魔王と詭弁
黒いワンボックス高級車、車内は冷蔵庫やマッサージ機能がついているホテルのような内装をしていた。6席あり、椅子は対面している。運転は全てAIの自動運転だ。
車へと乗り込んだ進夢はキョロキョロと機能を見て童心にかえっていた。
「やっぱ高LEVELの冒険者ってすげー」
最初一言がそれだった。
進夢とドーラは冷蔵庫から好きなのを飲んでいいと言われ、飲み物を貰う。
「……ハイポーション以外の飲み物」
ドーラは目を輝かせてお茶を大事に持った。その様子を見ていた舜が眉をひそめて内心でごちる。
(ハイポーション? なぜ飲み物で表情が変化するんですか……)
全員が喉を潤して一息ついたところで力羅が頭を下げた。
「改めて申し訳なかった。進夢が【憤怒の塔】に落下したのは大地竜の討伐を甘く見てた俺達の責任だ」
「申し訳ありませんでした」
続けて舜も頭を下げる。
いつまで頭を上げない2人に進夢はあわてて頭を上げて欲しいと懇願した。
「ふふふ。いい気分ですね、人が私に頭を下げるというのは」
空気を読まないホムンクルスはふんぞり反ってペットボトルのお茶を口に含む。お茶が美味しいのか気分が高揚している。

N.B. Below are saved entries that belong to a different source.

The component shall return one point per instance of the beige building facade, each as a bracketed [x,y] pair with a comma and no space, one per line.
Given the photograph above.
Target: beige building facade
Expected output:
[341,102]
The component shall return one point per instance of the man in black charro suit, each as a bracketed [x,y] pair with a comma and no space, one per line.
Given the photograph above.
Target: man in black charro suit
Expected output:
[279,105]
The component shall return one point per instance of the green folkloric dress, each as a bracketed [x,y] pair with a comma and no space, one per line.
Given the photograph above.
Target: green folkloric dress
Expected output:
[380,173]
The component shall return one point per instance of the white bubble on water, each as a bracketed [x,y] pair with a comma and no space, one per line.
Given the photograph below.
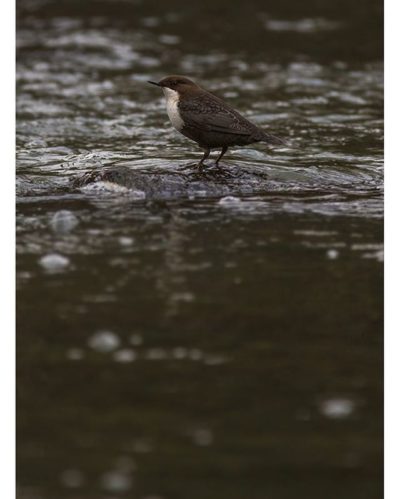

「お前にじゃねーよ! 頼むから、いつかキレられるから!」
進夢の懇願も何も聞こえないと言わんばかりにドーラはお茶をあおる。
そんな失礼な態度でも力羅は大笑いし、舜もクスリと笑った。
「ドーラちゃんは面白いな」
「はい。ジョークは人間にしか使えない特権ですから。大いに行使したいものです」
失礼な態度をジョークと切り捨てるその胆力に舜はさらに相貌を崩した。
「大物になりますよ、ドーラさん」
「俺は気が気でないです」
舜に話しかけられ、進夢はドーラを見ながらため息まじりにそういった。
「じゃあ本題に入らせてもらうぞ」
そう口にした力羅の表情は真剣だ。紫紺の瞳が進夢を見据えている。自然に背筋が伸びる。
「はい」
うなずいた進夢を確認すると、軽く息を吸った力羅は唇を開いた。
「単刀直入に言おうか。俺は【嫉妬の塔】を攻略したことがある」
「ちょッ力羅!?」
「アマ姉、話すべきだ」
突然のカミングアウトに驚いたのはパーティーの舜。力羅に制されると「わかりました」と背もたれに身体を預ける。代わりに進夢は椅子から腰が浮いていた。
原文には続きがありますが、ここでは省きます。